Vorgeblättert

Irene Heidelberger-Leonard: Jean Amery, Teil 1

09.02.2004.
1. Kapitel
Dorfidylle (1912-1924)

Bad Ischl und die Magie des Waldes

Im Anfang war der Name, und der Name war Hans Maier, oder Mayer, oder Hanns Mayr oder Johann Mayer oder Johannes Maier. (1) Schon der Knabe hadert mit seinem Namen, er war ihm zu "gewöhnlich". Gewöhnlich war aber auch seine Kindheit, d.h. gewöhnlich im besten Sinne, - man könnte fast von idyllisch sprechen. Ein unveröffentlichter Rückblick, eine autobiographische Skizze aus dem Jahre 1957, gibt Auskunft(2) "Erinnerungsbücher zu schreiben", leitet der Fünfundvierzigjährige seine Memoiren ein, "ist das Privilegium bedeutender Menschen: Ich bin kein solcher." Die Besinnung auf seine Kindheit will uns nahelegen, daß der "wirkliche" Amery in seinen Anfängen zu suchen ist: "Die Stunden, da die trübselige Geschichte ­meines Lebens noch gar nicht trübselig war, und da der triste Ausgang noch nicht feststand, ja tatsächlich kaum erwartet werden konnte - sie sind meine Ehrenstunden", trium­phiert er, "und es ist mein Gescheiterten-Recht, mich ihrer zu erinnern. Nur im Abgelebten erkenne ich mich wieder."

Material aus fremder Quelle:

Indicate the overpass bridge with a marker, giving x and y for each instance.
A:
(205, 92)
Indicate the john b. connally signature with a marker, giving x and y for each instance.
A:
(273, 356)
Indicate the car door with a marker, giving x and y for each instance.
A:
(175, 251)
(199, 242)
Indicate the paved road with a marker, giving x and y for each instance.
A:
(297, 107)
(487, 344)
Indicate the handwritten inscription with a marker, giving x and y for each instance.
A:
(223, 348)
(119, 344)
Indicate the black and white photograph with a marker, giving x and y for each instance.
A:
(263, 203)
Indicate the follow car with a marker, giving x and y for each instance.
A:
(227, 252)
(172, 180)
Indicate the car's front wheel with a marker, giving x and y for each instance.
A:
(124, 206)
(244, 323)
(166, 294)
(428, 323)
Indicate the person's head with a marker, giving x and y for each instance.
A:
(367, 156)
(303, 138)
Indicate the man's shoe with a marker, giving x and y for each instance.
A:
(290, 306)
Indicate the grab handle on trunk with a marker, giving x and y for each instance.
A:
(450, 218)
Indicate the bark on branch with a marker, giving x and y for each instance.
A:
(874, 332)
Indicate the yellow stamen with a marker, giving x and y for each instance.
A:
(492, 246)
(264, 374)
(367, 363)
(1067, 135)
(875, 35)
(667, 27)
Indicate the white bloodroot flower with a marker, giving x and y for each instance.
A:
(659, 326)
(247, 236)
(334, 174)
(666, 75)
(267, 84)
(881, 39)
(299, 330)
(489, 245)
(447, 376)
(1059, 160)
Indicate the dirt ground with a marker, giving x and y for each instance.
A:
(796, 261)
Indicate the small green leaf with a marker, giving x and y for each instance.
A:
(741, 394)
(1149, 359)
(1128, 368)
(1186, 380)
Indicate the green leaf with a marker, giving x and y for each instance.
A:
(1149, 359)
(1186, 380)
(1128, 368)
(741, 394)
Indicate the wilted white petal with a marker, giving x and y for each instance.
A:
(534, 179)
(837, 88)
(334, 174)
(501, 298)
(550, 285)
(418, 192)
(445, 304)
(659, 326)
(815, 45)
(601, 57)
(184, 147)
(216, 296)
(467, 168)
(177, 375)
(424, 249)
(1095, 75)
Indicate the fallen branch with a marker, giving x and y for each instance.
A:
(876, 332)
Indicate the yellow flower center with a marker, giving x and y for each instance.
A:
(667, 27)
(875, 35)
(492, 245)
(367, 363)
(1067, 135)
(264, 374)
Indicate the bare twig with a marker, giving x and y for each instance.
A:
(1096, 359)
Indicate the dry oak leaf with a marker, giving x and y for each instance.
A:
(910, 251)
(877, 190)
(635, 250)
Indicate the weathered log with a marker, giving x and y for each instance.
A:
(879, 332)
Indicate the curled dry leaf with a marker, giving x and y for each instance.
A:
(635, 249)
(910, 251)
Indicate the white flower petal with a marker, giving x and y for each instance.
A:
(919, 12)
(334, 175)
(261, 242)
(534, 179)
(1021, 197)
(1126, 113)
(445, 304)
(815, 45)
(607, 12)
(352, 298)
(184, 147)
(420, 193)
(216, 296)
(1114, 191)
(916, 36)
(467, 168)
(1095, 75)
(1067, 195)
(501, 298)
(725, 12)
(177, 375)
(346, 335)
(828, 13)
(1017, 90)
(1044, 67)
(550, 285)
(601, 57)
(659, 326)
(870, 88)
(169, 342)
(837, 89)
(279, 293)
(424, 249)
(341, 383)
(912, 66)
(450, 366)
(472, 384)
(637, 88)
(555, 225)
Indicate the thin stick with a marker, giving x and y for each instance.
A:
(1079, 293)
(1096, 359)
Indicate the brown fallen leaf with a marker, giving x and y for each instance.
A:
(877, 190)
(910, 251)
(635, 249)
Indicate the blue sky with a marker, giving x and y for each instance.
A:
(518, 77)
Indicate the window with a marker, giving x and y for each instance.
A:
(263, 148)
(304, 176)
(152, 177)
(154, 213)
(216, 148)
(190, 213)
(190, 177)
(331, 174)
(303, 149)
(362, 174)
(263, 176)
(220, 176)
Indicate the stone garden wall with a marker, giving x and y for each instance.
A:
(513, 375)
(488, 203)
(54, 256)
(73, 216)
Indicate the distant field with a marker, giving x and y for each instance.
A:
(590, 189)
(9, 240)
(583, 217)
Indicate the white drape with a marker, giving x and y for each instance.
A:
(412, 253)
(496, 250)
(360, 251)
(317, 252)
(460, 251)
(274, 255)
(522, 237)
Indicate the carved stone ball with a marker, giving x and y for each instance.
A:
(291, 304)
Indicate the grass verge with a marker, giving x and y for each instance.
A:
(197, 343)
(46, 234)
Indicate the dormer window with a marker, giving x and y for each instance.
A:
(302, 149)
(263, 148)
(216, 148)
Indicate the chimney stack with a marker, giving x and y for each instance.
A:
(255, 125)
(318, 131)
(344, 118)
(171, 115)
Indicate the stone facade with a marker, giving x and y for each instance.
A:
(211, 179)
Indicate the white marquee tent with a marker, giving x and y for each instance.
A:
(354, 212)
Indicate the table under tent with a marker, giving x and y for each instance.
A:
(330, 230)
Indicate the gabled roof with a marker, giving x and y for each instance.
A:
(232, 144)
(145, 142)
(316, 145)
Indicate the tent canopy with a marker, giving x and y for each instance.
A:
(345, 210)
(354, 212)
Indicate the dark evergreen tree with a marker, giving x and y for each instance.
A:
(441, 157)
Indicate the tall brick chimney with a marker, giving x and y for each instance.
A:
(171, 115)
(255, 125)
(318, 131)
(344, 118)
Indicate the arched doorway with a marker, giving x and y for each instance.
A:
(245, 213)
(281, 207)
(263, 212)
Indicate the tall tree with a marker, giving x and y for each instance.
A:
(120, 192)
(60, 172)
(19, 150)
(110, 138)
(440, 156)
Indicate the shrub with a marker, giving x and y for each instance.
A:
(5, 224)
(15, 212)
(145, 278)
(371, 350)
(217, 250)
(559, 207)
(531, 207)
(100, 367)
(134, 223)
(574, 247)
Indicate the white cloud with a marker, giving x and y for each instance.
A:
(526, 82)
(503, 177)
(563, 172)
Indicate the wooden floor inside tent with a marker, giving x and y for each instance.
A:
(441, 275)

Hohenems: Heimatschein und Scheinheimat

Hier also zum Abgelebten: Geboren ist - Hans Maier (sic!) - am 31.Oktober 1912 in Wien, aber... 'fast durch einen Zufall' in Wien, denn die Familie stammt väterlicherseits aus Hohenems in Vorarlberg. "Mein Großvater war sehr stolz auf seinen Stammbaum (...), der bis ins 17.Jahrhundert reichte. Mir ist das völlig gleichgültig, woher ich stam­me"(3), behauptet er 1978 in einem Gespräch mit Ingo Hermann. 
So mag er am Ende seines Lebens gedacht haben, in den dreißiger Jahren war ihm die Bestätigung seiner Herkunft alles andere als gleichgültig. Und die launische Handhabung der Rechtschreibung seines Familiennamens wird, als es darauf ankam, zu einer Sache von Leben und Tod. Die Germanistin Petra Zudrell hat vor kurzem zwei Ansuchen von Hans Mayer um einen Heimatschein ausfindig machen können, die sich im Archiv der Stadt Hohen­ems erhalten haben. Den ersten Antrag stellt er 1931. "Da ich am 20. d.M. verreise, benötige ich einen Paß, zu dessen Ausstellung ich aber einen Heimatschein dringend benötige."(4) Den Brief unterzeichnet er mit "Hanns Mayer" und bemerkt zur Rechtschreibung seines Namens in einem Postskriptum: "Ich bitte höflichst zu beach­ten, daß der Familienname 'Mayer', nicht wie im Geburtsschein fälschlich 'Maier' ist." Die Markt­gemeinde Hohenems entspricht seinem Wunsch, der Heimatschein von 1931 wird tatsächlich auf Mayer mit 'y' ausgestellt.
1938 stellt sich dem Juden die Situation ungleich dramatischer dar: Weil seine anderen Identitätspapiere den Fa­miliennamen Maier mit "i" zeigten, muß er nun das so kostbar errungene "y" widerrufen, denn nur mit einem "i" kann er seine Haut retten.
"Da ich zum Zwecke meiner Auswanderung aus Deutsch­österreich", heißt es da am 4.11.1938 im besten Beamtendeutsch, "und zur Beschaffung des Passes einen Heimatschein benötige, wende ich mich, da ich nicht in der Lage bin, in meine Heimatgemeinde zu reisen, an dieselbe um Übersendung eines Heimatscheins." Zwar sei er schon im Besitz eines solchen aus dem Jahre 1931, doch sei dieser nicht gültig, "da er meinen Namen, Maier, mit 'y' anstatt richtig mit 'i' schreibt. (...) Ich bitte, um mir als Nichtarier die Möglichkeit einer beschleunigten Auswanderung zu geben, ergebenst um eine baldige Übersendung des Heimatscheins". Diese tödlichen Verwirrspiele wird er bis zum Jahre 1955 treiben.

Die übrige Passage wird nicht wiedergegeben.